Timex strike remembered

Three years on

Three years ago this month the strike at Dundee’s Timex factory was in full swing. To celebrate this magnificent struggle the Dundee branch of the CPGB held a meeting under the title, ‘Timex strike: the lessons for today’. The aim of the meeting was to ensure that the working class movement does not forget the heroic determination of workers when forced to take on the bosses, but it is also crucial that we constantly learn and relearn the lessons, both positive and negative, of such disputes.

Bernadette Malone, a leading member of the strike committee, spoke of the tactics taking on a multinational company like Timex. The strikers had to develop an international network, particularly among the rank and file, to provide solidarity and to prevent workers in other countries being used to undermine the strike.

Decision making was done at a local level, with the workers themselves deciding how to fight. The strike committee was not just run by the shop stewards, but involved ‘ordinary’ workers as well.

It was essential they accepted support from any quarter, including from the CPGB, the SWP, SML and the SNP. A major criticism levelled at the strike committee and the strikers by the official trade union and labour movement was that they were prepared to accept this help. However the strikers recognised its importance and have no regrets on that score.

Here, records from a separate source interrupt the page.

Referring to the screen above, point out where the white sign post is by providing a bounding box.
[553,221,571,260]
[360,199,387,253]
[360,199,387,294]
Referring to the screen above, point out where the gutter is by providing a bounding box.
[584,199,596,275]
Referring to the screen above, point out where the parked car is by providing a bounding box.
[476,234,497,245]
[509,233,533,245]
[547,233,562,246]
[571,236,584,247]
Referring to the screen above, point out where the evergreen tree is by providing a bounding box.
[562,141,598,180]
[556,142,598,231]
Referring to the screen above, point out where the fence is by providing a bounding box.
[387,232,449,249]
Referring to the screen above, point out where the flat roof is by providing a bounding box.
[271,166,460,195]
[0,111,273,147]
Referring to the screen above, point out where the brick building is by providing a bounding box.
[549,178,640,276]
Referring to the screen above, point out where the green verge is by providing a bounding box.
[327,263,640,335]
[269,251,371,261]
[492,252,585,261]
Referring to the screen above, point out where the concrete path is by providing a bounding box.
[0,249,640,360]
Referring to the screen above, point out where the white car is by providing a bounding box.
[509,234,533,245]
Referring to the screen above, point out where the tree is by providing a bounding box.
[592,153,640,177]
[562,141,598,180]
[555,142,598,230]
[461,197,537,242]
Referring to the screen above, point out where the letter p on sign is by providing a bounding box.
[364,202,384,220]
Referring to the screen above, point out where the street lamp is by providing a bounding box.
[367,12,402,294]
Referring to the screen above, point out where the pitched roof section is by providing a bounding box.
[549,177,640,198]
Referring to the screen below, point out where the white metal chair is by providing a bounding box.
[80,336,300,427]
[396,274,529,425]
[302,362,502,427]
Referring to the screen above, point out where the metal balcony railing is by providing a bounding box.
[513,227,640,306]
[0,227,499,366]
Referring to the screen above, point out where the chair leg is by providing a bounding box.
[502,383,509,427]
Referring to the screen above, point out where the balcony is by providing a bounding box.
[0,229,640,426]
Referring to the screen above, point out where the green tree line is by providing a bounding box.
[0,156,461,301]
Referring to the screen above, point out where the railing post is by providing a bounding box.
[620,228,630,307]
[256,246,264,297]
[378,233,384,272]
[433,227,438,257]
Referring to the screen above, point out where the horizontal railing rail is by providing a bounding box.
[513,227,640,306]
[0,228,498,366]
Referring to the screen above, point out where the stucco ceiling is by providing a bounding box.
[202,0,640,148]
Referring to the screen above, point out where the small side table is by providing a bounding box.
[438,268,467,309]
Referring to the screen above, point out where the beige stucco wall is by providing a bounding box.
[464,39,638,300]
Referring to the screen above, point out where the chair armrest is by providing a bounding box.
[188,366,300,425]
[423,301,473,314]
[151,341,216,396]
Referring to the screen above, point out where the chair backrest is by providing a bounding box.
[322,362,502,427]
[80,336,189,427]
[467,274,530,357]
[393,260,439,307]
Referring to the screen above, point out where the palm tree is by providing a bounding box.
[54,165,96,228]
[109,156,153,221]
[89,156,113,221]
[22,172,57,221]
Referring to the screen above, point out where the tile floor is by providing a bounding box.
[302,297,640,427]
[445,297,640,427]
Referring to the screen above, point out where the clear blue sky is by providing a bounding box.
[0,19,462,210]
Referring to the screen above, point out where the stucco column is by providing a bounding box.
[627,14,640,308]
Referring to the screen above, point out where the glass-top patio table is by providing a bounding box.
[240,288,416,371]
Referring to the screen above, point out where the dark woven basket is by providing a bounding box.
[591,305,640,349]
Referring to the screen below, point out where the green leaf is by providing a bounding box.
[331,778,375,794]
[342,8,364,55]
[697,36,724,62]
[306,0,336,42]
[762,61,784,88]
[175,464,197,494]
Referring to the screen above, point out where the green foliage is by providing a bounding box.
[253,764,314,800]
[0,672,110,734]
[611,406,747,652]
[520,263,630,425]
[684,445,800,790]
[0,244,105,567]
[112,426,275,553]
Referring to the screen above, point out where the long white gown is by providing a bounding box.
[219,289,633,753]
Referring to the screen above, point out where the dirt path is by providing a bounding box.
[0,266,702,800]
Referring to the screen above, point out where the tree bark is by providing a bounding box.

Lots of strikers, because of their involvement in the dispute, will never work again. The trade union movement must make it a priority to fight against any such victimisation.

Wendy Cobb, a striker, identified the slogan, ‘An injury to one is an injury to all’, as the essence of their fight, and described the active and prominent role of the women in this dispute.

Solidarity organisations were set up in every major industrial city in Britain, and Anne Murphy, a leading member of the London Timex Support Group, described how it was established to organise practical support across union and party lines:

“The support groups were used as a way of getting round the anti-trade union laws which prevented the strikers picketing out other factories or organising a boycott campaign. In London we were able to mobilise shopworkers at Harrods to demonstrate outside the shop in support of the Timex boycott campaign, and the support group organised a picket of the Timex factory at Feltham, which led to it being closed for a day.”

The discussion that followed involved strikers, individual supporters and members of various political organisations. It was emphasised that we need a party to take such struggles forward. The movement around the SSA and the SLP could play an important role in the fight for such a party.